Elle a permis de matérialiser ce que pouvait être le confinement, notamment d’un point de vue psychique, et proposait aux jeunes des pistes d’actions pour ne pas rester passif. Ces BD ont été envoyées à tous les jeunes, puis ils ont été appelés individuellement par téléphone avec un interprète pour échanger en direct. Quand nous avons eu les masques, nous avons pu commencer à organiser des visites sur place. Quand on a fait la première action autour de la BD, on a vu assez rapidement que l’immense majorité estimait avoir compris ce qu’était le confinement et sa fonction. Ces jeunes ont la capacité de se saisir des aides qui leur sont proposées. Si on leur donne des choses accessibles, ils s’en saisissent.

En parallèle, des activités ont été proposées pour leur permettre d’expérimenter, d’être acteurs : ils ont dessiné, écrit, chanté, participé à des ateliers photos.

Dessins réalisés par les jeunes suivis par les équipes MSF. 
 © DR
Dessins réalisés par les jeunes suivis par les équipes MSF.  © DR

Nous avons continué les suivis par téléphone quand c’était possible. Il faut pour cela un endroit où s’exprimer librement et en confidentialité. Nous faisions attention à la manière dont le quotidien du jeune était structuré : comment son temps était organisé, quelles étaient ses relations avec son entourage ? Quand ce n’était pas possible à distance, ou pour ceux dont la symptomatologie était trop forte, nous avons continué en présentiel.

Quels sont les principaux enseignements tirés de l’expérience des mineurs non accompagnés au printemps dernier et les recommandations pour la période actuelle ?

Les pouvoirs publics connaissent la vulnérabilité particulière des mineurs non accompagnés en recours, pourtant rien n’a été fait pour les protéger de la pandémie : on peut estimer qu’ils ont fait partie des grands oubliés de la crise et du confinement. Sans les associations comme MSF qui ont financé des hébergements d’urgence, ils n’auraient même pas été confinés !

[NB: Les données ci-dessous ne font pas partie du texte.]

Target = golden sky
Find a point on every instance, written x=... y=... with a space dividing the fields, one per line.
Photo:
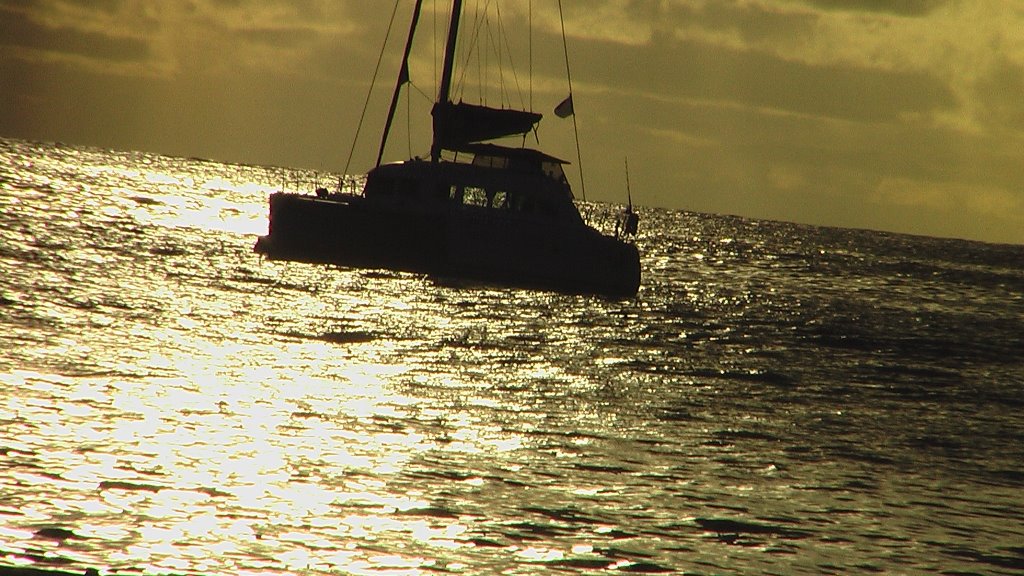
x=898 y=115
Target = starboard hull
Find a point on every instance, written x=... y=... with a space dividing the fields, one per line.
x=450 y=242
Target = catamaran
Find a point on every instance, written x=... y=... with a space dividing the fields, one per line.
x=473 y=209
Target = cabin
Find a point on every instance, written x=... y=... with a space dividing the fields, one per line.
x=480 y=176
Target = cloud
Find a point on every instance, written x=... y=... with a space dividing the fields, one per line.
x=898 y=7
x=23 y=32
x=893 y=115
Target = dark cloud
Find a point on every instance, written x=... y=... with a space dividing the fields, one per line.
x=896 y=7
x=19 y=30
x=755 y=23
x=1000 y=94
x=692 y=70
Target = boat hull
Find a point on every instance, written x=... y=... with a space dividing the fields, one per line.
x=452 y=242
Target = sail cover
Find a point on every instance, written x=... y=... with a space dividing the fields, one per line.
x=458 y=124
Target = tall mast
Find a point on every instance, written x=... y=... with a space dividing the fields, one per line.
x=402 y=78
x=445 y=88
x=444 y=91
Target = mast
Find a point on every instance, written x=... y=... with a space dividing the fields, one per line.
x=402 y=78
x=444 y=93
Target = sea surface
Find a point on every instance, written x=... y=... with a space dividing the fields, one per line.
x=778 y=399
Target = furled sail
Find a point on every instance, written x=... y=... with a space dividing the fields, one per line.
x=458 y=124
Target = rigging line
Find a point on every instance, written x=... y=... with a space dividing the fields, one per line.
x=469 y=50
x=576 y=127
x=366 y=105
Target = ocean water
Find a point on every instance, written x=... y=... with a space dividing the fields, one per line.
x=778 y=399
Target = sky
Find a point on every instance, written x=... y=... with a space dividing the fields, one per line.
x=897 y=115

L’hébergement et l’accès à la nourriture doivent être garantis, ce sont les deux premiers besoins essentiels. Mais il en existe un troisième tout aussi essentiel : celui du lien social. Les interactions, l’assurance qu’ils ne seront pas lâchés, l’accès à l’instruction et aux jeux pour continuer de se développer sont très importants. Cet hébergement présente des avantages, mais ce n'est ni une maison ni un refuge, d'où l'importance d'avoir du lien social, notamment avec des jeunes qui sont dans la même situation qu'eux. 

C’est une prise en charge et un accompagnement pluridisciplinaire qui est nécessaire pour ces jeunes. On ne peut pas simplement mettre des jeunes dans un gymnase et leur apporter des couvertures. Il faut apporter de l’information sur l’évolution de la situation, les tenir informés dans une langue qu’ils comprennent, leur demander comment ils vivent cette situation. Il est indispensable d’aller vers ces personnes qui n’ont pas forcément une bonne connaissance de la société dans laquelle ils viennent d’arriver et dans laquelle ils ne savent donc pas où demander de l’aide. Et il est évidemment essentiel qu’ils aient accès aux soins.

Avec ce rapport, nous souhaitons aussi partager avec les autres associations qui travaillent avec les mineurs non accompagnés, notre retour d’expérience et les outils développés pour affronter le confinement, afin qu’elles s’en saisissent aussi si elles le souhaitent.